Yes indeed, you hit it - diversity is the antidote to bias. It's not impossible to create software that is impartial. The way to do it is to make everything public, including the algorithms. They are programmed to favor a certain way of thinking and it is so obvious when you converse with Ai.
I think you're talking about a block chain of algorithms. I know little about that, but it sounds like a great idea.

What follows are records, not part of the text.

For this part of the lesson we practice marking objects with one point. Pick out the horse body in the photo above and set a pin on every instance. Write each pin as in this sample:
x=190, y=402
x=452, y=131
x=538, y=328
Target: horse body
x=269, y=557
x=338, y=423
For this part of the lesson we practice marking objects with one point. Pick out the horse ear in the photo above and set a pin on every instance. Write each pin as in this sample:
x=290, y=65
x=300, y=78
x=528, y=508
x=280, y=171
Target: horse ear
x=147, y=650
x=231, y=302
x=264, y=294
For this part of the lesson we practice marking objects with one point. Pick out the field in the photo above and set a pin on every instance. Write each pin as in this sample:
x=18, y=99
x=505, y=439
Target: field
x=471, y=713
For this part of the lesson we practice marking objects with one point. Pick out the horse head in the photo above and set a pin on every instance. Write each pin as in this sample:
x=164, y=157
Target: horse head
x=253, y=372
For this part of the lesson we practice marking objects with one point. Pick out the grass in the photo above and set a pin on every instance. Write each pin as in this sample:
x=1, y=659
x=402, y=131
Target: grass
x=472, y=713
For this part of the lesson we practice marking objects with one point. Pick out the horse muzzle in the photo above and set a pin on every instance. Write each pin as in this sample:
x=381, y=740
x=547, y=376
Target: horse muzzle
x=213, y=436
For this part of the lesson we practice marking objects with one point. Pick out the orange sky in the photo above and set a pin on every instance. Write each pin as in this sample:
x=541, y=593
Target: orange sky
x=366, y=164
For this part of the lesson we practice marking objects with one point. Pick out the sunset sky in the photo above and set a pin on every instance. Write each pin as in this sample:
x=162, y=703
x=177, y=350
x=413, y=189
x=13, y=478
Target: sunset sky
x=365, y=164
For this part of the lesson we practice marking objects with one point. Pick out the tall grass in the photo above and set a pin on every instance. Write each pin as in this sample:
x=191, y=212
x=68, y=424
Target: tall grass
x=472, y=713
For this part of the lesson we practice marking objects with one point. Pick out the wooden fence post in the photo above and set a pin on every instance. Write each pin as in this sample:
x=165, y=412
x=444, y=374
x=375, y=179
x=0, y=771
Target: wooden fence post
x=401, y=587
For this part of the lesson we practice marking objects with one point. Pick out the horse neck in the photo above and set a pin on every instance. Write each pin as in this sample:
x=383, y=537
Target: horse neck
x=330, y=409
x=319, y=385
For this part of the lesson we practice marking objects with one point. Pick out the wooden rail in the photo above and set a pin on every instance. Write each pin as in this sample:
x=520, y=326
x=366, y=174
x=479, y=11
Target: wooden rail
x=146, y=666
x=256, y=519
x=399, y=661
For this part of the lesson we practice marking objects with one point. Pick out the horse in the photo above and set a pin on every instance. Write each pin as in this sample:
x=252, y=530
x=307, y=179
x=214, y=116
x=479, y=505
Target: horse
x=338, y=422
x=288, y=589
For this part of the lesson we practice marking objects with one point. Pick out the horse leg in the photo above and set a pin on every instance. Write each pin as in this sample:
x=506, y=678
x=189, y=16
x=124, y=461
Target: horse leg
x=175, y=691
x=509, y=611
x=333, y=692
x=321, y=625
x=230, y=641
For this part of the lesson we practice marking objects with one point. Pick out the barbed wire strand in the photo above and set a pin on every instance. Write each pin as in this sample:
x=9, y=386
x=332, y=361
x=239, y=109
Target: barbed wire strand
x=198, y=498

All Ai work ought to be marked with a watermark so we can tell the difference of what is generated by Ai and human work. This is so simple but it shows that the ones who operate Ai have no respect for their human fellows. Scientists should be giving public talks on the work they are doing. They have the expertise to do things the ordinary person cannot do. The first thing that ordinary people ought to insist upon is NO EXPERIMENTATION ON ANIMALS. This is a basic and fundamental ethic but it isn't even thought about. It's not to do with Ai but with scientism and with the almost totally ignored respect for beings other than ourselves. Humans are too self-centered right now and that will kill us off because although we are magnificent beings we are nothing on our own.
We designed AI to predict what we want to hear, then act surprised when it lies to make us comfortable. But a lie assumes truth, which we seem to have lost. Maybe that’s the deeper problem.
Mostly a great article, but you frankly contradict yourself when you point out quite clearly that the current models ALREADY engage in systemic “algorithmic discrimination” against right-coded groups and ideas, then reject any mechanism for the state to intervene against such bias. That's not an insistence that AI must lie to us, it's an insistence that we can legally act against AI that IS lying to us.
The point is not to have the bias in the first place. The state needs to prevent discrimination at some point but I think the approach some states seem to be taking is probably over the top.